In 1813 Kinnaird travelled with his friend John Cam Hobhouse on the continent, and was present at the battle of Culm. In the autumn of 1814 he travelled home from Paris with William Jerdan After his return to England he took an active share in the business of Ransom & Morland's bank, and on the dissolution of the partnership with Sir Francis Bernard Morland in 1819, assumed the chief management of the new firm.

==Relationship with Byron==
In 1815 Kinnaird became, with Byron, Samuel Whitbread, Peter Moore, and others, a member of the sub-committee for directing the affairs of Drury Lane Theatre. In 1817 he visited Byron at Venice. He was a close friend of Byron, who called him "my trusty and trustworthy trustee and banker, and crown and sheet anchor" He was consulted by Byron on his business negotiations with John Murray, and with Hobhouse insisted on the destruction of the Byron memoirs, after Byron's death.

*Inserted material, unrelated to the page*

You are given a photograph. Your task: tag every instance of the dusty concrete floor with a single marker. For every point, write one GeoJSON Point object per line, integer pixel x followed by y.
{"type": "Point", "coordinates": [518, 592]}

It was at Kinnaird's request that Byron wrote the Hebrew Melodies and the Monody on the Death of the Right Hon. R. B. Sheridan, spoken at Drury Lane Theatre. Jerdan related that Samuel Taylor Coleridge, when his tragedy Remorse was under consideration by the Drury Lane authorities, was invited to read it to Kinnaird; after two acts, Kinnaird remarked that he had "listened to enough of your nonsense", and invited attention to a two-act piece of his own.

==In politics==
At the general election in the summer of 1818 Kinnaird was nominated a candidate for the city of Westminster in the reform interest, but finding the contest hopeless withdrew after the third day's polling, and canvassed actively on behalf of Francis Burdett. Kinnaird refused to be nominated again on the death of Sir Samuel Romilly, the senior member, in November 1818, and seconded his friend Hobhouse, who was defeated after a vigorous contest by George Lamb in March 1819. At a by-election in July 1819 Kinnaird was returned to the House of Commons for the borough of Bishop's Castle, Shropshire, and in his maiden speech on 30 November 1819 supported Lord Althorp's motion for a select committee on the state of the country. Kinnaird also took part in the debate on Hobhouse's anonymous pamphlet on 10 December, and contended that "any conclusion might be drawn from it" rather than that it was meant as an excitement to rebellion.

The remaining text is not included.